Он наклоняется на мгновение, и Уилл бросается вперед, но он недостаточно быстр, и горшок падает на плиты, разбиваясь. Виноградная лоза сломана. Уилл смотрит на нее.
— Я ... не могу держаться за руки с кем-либо, — говорю я ему быстрым шепотом.
Я слишком смущена, чтобы на него взглянуть, хотя и могу сказать, что он повернулся ко мне. Слезы набегают за закрытыми глазами.
— Я должен отвести тебя обратно к другу, — говорит он, его голос почти шепот.
Пока мы идем обратно к зданию, я вспоминаю, как наши руки случайно соприкасались, когда он провожал меня домой, и как я скучала по тихому ощущению товарищества.
Пока мы возвращаемся со двора, можно практически беспрепятственно разглядеть бар. Слишком уж знакомый мужчина стоит именно в том месте, где я находилась, когда Уилл подошел ко мне, и держит стакан, который, вероятно, был моим. Уилл издает звук отвращения и толкает меня к лестничной клетке, подальше с глаз.
— Они никогда не спускаются вниз, — говорит он. — Если увидишь кого-нибудь из этих джентльменов — избегай их. Привлечь их внимание ... небезопасно.
Голоса и смех поднимаются из бара. Я не скажу ему, что уже привлекла их внимание. Что я уже вовлечена.
— Я должен вернуться к работе, — говорит Уилл. Я снова киваю, задушенная сожалением. Он делает два шага назад, а затем ждет, как будто хочет посмотреть, что я буду делать. Я посылаю ему кривую улыбку и направляюсь на третий этаж, к частным апартаментам Элиота.
— Вот ты где, — Элиот размещает в центре стола серебряный шприц, словно это стимул слушаться его команд. Напоминает, какой жалкой он меня считает.
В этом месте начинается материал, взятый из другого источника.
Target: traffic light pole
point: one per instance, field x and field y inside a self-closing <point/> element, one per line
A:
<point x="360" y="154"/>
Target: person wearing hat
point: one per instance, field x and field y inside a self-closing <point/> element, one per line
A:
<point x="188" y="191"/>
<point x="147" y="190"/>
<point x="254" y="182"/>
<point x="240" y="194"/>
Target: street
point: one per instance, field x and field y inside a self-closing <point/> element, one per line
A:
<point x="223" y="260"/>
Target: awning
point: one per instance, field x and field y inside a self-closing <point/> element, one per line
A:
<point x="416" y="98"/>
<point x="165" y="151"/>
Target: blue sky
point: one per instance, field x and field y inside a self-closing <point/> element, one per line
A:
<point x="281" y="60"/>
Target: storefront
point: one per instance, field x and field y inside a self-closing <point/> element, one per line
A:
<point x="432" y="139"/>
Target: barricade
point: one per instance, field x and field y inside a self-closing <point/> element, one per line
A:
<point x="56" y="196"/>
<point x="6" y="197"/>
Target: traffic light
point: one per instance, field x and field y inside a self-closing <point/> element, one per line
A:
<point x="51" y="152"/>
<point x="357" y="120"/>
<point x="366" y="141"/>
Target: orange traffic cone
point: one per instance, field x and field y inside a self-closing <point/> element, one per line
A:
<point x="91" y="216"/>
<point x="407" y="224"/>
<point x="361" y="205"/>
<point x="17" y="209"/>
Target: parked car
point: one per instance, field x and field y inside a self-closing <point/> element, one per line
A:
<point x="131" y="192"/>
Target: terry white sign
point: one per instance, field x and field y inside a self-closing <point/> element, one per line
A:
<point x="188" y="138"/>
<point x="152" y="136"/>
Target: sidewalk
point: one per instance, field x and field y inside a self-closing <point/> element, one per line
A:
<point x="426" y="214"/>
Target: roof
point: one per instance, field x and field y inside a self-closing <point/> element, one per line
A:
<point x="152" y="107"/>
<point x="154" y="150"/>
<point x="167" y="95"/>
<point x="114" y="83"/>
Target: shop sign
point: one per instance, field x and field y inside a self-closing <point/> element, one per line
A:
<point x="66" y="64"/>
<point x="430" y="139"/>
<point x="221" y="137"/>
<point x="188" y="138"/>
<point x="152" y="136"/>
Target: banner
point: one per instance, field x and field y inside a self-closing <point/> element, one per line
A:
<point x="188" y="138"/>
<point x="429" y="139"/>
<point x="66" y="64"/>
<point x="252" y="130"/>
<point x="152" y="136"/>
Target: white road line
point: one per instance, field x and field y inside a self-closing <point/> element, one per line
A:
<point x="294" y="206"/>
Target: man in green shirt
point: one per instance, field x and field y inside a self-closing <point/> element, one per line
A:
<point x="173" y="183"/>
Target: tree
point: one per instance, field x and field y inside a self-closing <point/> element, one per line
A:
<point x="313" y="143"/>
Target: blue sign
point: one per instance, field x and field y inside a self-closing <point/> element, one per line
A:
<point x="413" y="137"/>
— Взгляни, пока я зажигаю больше ламп, — он толкает ко мне стопку бумаг, флаеры выглядят так, словно могли бы быть листовками на стенах зданий или сложенными памфлетами. Даже с дополнительными лампами освещения недостаточно для чтения. Слова расплываются, и все что я вижу — символы. Красные косы, черные.
Мои пальцы ложатся на черную косу.
— Я видела такие в Нижнем Городе.
Его брови ползут вверх, возможно, от удивления, что я там была. Но он не спрашивает, и я не буду предлагать ему информацию.
— Наш правильный преподобный использует этот символ для своего восстания. Ты видела эти флаеры?
— Нет, — я перелистываю страницы, читая заголовки. Принц — Злодей. Наука Спасет Нас. Болезнь в Воде, Не в Воздухе. Ложь и полуправда придуманы, чтобы пугать читающих. Я сминаю памфлет, в котором говорится, что чума — проклятие, прежде чем понимаю, что делаю, и пытаюсь разгладить его.
— Эти памфлеты следуют настроению людей или, напротив, формируют определенное мнение в массах? — спрашиваю я.
— Это хороший вопрос, и никто, как и я, не может ответить. В последние несколько лет затишье в антинаучном движении, спасибо твоему отцу. Его изобретение подарило людям надежду, а теперь эту надежду отобрали. Мой дядюшка не представляет, как беззащитен... Когда маски были созданы, должна была установиться своего рода эпоха ренессанса. Не эта отчаянная борьба за единичные экземпляры.
Я переворачиваю памфлет с наброском принца и понимаю, как сильно я его презираю. Мой отец хотел спасти жизни, но принц превратил это в индустрию избавления от смерти и болезни.
— Ожидается, что уровень насилия возрастет, Аравия, — говорит Элиот.
Мой желудок кренится. Насилие бессмысленно. Оно не зависит от причин. У Элиота, кажется, есть подготовленные к борьбе люди, но как много? Больше чем у принца?